Slides designed to highlight Lugo's inconsistencies showed his time card for April 2012, overtime reports and other records used in the case. Among them: sunrise and sunset times for the month, and information requests to BGE and the Maryland Motor Vehicle Administration.
Although the drug investigation crumbled and Jones went free, the Police Integrity Unit under former Baltimore City State's Attorney Gregg L. Bernstein found no wrongdoing by Lugo, according to a summary report of the investigation obtained by The Baltimore Sun.
Even though Boardman exposed "several seeming inconsistencies" in the affidavit, the "most glaring" issue centered on the check of the license plate, the report said.
"This investigation revealed additional information which corroborated Det. Lugo's recollection when he ran the [license plate] search," the report said. "As a result, the State's Attorney's Office has declined to prosecute Det. Lugo, as no falsehood is indicated on Det. Lugo's part."
Tammy Brown, a spokeswoman for State's Attorney Marilyn Mosby, who took office in January, declined to provide specifics on the evidence prosecutors found to corroborate Lugo's affidavit, saying: "Officer Lugo did nothing wrong."
State prosecutors recently dismissed six drug-related charges filed against Jones in early 2010; Lugo was the arresting officer. The federal case had nothing to do with that dismissal; too much time had passed while Jones battled the federal charges, Brown said.
Lugo, who remains on the force, earns about $65,000 annually.
Legal experts said it's rare for a defense team to successfully mount such a challenge to a search warrant application.
Professor Doug Colbert of the University of Maryland School of Law said it's difficult persuade a judge to hold a hearing in federal court to challenge a possible false affidavit from an officer. "The burden is very high. The defense attorney must show evidence of police falsities before the hearing," he said.
Ty Kelly, a former federal prosecutor in Baltimore, said she could not recall facing any such challenges to the truthfulness of a search warrant in the nine years she prosecuted violent and white-collar crimes and police corruption cases.
Kelly added, "And it's even more rare for the U.S. attorney's office to dismiss a case.

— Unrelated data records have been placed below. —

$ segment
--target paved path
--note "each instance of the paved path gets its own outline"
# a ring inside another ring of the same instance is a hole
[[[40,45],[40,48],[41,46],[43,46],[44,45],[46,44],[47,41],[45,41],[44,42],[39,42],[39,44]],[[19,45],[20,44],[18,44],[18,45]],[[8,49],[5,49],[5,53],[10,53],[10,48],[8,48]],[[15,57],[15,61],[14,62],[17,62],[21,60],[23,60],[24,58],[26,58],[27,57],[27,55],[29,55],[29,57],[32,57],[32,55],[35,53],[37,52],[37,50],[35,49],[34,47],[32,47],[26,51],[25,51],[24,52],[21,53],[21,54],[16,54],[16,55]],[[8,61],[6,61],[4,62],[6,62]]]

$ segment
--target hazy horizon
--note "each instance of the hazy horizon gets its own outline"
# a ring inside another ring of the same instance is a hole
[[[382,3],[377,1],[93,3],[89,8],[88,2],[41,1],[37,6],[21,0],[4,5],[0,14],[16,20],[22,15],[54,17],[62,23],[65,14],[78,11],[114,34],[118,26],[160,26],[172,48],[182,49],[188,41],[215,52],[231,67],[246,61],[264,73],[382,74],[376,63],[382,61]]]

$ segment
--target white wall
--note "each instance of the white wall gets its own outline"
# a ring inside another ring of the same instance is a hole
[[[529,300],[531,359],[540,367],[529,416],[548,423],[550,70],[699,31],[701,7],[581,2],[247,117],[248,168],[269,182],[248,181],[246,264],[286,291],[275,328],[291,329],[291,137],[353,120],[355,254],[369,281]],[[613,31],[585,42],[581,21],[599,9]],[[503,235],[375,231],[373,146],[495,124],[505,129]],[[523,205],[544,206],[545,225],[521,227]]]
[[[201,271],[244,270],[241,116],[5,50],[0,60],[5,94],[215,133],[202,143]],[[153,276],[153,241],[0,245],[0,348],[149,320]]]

It rarely happens."
Still, federal prosecutors must follow the law when deciding whether to dismiss a case, regardless of whether the defendant has a criminal past, she said.
"The U.S. attorneys have to balance the importance of doing their job in ensuring that criminals are prosecuted with the importance of guaranteeing that no person's rights are violated in that process," said Kelly, now a defense attorney at the Biran Kelly law firm. "It's a delicate balance."